三陸地方特有のやませ(夏場に発生する寒冷な濃霧)が海岸を覆いつくす。海岸線には高い防潮堤が築かれている。道路沿いから海を眺めることなど不可能になってしまった。

県道の登り坂の途中から浜辺を見下ろすと、濃い霧の間から時折、あの美しいビーチを見渡すことができた。

以前に比べて防潮堤ははるかに巨大になったが、それでもビーチは残っていた。震災以前の何分の一に減少したのかは分からないものの、3年前と同じ色の砂浜が防潮堤の外側に続いていた。

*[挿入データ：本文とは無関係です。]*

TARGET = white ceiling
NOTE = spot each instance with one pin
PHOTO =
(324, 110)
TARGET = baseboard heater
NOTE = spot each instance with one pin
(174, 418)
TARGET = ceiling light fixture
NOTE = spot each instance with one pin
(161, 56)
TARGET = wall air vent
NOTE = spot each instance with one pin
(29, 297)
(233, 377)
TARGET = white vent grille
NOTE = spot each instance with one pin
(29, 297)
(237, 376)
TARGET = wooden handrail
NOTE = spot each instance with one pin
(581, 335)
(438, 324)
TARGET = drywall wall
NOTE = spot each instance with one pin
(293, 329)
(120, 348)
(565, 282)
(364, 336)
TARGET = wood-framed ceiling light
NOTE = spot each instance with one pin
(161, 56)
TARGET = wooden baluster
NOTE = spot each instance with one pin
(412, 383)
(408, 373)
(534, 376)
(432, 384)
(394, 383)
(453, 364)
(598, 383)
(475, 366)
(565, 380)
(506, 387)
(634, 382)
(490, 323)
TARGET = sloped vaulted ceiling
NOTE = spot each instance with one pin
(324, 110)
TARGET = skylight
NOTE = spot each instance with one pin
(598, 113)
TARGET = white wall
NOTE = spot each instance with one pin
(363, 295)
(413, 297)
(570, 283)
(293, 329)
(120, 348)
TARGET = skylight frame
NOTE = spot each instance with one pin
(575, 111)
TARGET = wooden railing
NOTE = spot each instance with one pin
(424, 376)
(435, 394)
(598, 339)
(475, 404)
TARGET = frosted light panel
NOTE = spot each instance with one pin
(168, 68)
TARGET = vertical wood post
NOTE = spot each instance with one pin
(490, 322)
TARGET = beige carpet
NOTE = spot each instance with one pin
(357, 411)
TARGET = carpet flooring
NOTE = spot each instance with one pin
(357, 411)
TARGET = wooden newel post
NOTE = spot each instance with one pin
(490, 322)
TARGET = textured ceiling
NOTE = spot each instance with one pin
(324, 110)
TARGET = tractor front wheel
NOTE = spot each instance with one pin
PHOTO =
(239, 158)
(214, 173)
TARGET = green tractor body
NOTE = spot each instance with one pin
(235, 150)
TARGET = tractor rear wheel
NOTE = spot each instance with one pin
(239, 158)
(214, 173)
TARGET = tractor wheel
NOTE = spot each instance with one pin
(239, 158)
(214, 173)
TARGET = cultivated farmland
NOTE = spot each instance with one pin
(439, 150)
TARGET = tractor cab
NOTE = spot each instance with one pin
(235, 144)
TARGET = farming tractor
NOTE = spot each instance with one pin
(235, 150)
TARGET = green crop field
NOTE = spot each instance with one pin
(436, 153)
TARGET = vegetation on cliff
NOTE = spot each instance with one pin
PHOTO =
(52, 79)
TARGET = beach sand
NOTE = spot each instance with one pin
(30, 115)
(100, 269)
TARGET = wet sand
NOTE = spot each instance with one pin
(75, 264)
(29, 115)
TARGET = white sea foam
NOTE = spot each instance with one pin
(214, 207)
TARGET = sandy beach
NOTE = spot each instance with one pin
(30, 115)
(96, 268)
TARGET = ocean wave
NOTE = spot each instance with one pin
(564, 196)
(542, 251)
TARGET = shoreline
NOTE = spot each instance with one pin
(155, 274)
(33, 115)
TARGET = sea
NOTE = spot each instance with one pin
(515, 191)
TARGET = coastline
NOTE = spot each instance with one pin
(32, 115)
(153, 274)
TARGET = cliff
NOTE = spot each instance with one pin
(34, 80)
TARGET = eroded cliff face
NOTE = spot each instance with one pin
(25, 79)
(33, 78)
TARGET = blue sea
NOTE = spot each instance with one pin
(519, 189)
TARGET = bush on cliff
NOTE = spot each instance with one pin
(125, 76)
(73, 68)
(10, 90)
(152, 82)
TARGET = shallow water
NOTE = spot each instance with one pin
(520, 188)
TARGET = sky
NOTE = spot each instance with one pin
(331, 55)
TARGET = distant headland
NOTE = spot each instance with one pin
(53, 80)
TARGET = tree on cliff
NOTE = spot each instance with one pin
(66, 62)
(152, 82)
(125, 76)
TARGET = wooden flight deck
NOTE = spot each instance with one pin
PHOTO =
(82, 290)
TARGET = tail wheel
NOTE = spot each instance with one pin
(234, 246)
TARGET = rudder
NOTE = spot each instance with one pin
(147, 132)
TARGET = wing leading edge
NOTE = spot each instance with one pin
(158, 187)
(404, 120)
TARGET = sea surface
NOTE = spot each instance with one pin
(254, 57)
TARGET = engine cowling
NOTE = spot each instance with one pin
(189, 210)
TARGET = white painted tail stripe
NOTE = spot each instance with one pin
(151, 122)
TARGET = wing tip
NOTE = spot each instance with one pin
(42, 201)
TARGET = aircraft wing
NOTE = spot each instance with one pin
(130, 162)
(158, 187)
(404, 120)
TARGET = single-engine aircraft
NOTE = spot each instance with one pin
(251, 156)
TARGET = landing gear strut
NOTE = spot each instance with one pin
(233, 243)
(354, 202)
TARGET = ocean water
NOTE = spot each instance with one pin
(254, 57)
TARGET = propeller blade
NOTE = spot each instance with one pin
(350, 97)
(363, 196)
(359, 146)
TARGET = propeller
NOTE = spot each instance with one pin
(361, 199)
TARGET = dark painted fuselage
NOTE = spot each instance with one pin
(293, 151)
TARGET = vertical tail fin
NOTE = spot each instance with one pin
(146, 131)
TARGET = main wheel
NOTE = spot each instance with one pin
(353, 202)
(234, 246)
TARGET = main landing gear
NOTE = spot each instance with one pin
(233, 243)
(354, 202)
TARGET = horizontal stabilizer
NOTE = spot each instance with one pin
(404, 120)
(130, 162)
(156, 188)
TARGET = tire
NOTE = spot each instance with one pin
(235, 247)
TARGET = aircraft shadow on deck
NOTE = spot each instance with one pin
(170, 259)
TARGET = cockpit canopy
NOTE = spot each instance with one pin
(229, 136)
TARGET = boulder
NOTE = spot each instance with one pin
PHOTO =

大野浜の隣のビーチや、有名な高田松原では、津波で失われた砂浜が少しずつながらも自然に再生し始めているという。しかしその一方でこんな声も聞く。

「高田松原で大々的に進められる砂浜の再生は、他所から砂を買ってきて行うものだ。それに、松原が再生するのは何十年も先のこと。高田松原の記憶や思い出を次の世代に引き継いでいくことはできないのではないか。松原で遊んだ記憶のない世代が出てくるのは残念ながら避けられないだろう」

2013年夏、津波の記憶も生々しい中、海の家すらない大野浜を賑わわせていた家族ずれの姿を思い出す。人はどうしようもなく海が好きな存在なのだろう。なぜだか分からないが海に魅せられてしまう生き物なのだろう。

震災後、海辺の町のあちこちでよく目にする「海とともに生きる」というスローガンは、漁業や水産業といった産業ばかりについての話ではないのかもしれない。

それでも海が好き。であるならば、こう願わずにはいられない。

津波を耐え、巨大防潮堤工事でも踏みとどまった大野浜の砂浜が、絶えることなく世代をこえて引き継がれていかれますように。